Governor Babatunde Fashola of Lagos has attributed his administration’s effort at containing the out-break of Ebola virus disease to the passage of the public health law in the state, which according to him grants approval to government to arrest anyone whose health constitutes danger to others.
Fashola explained that without the health law which was passed in 2012, the success achieved would have been impossible, as the law was one of the major criteria required by its international health partners, in curtailing the virus.
—-Governor Babatunde Fashola of Lagos State, yesterday, gave insight into how the government was able to contain the out-break of Ebola Virus Disease, EVD, even as he said Nigeria needed to assist neighbouring countries still battling to contain the EVD pandemic.
The governor spoke at the fourth Lagos Corporate Assembly tagged; ‘BRF meets Business’ at the Lekki Free Zone, Ibeju-Lekki Local Government.
He said “They (Nigeria’s EVD victims) would have died in vain if we surrender to the virus. They are heroes and they must be appropriately recognized. We must continue to push forward in the fight against it. There is still problem in Liberia, Sierra Leone and others. Their population is not what we have in Nigeria especially in Lagos State. For Lagos alone, the capacity of the state encompasses many of those countries affected by the virus.”
The governor noted that the country should be considering how it would assist the countries still battling with the virus, noting “to help them solve their crisis using the method that we have applied here. That is the leadership role Nigeria should be playing on EVD at the moment.”

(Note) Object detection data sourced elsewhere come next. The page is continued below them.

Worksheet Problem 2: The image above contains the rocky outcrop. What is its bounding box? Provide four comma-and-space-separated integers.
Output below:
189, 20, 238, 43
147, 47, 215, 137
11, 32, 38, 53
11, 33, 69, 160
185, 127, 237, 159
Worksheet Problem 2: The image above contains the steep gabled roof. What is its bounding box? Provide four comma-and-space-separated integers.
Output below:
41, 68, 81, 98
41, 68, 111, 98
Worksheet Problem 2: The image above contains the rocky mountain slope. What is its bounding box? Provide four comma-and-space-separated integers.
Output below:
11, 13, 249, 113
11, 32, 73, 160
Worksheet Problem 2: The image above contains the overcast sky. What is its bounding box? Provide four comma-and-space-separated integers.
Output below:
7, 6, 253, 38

According to him, this should be part of the post Ebola activities because “we have the fifth largest economy in Africa.”
On the strategy used by the state, the governor said “Without the Public health law which was passed in 2002, we would have been in trouble. This was one of the things our partners asked immediately they arrived. The law gives the state the opportunity to arrest anyone whose health constitutes danger to others. When we said yes, they were happy and they said that was where they started their work. Without the law, we could not have achieved what we did.
“When cremation law was passed few years ago, some residents kicked against it. We said it was not compulsory. But if Lagos wants to retain its status and achieve more, the law is needed. The law caters for foreigners that cremating is part of their life style. We did not foresee Ebola but the laws became a veritable tool for us to curtail the spread of the virus because corpses are more dangerous than the carrier of the virus. Other states are now going to the parliament to seek the passage of the law.”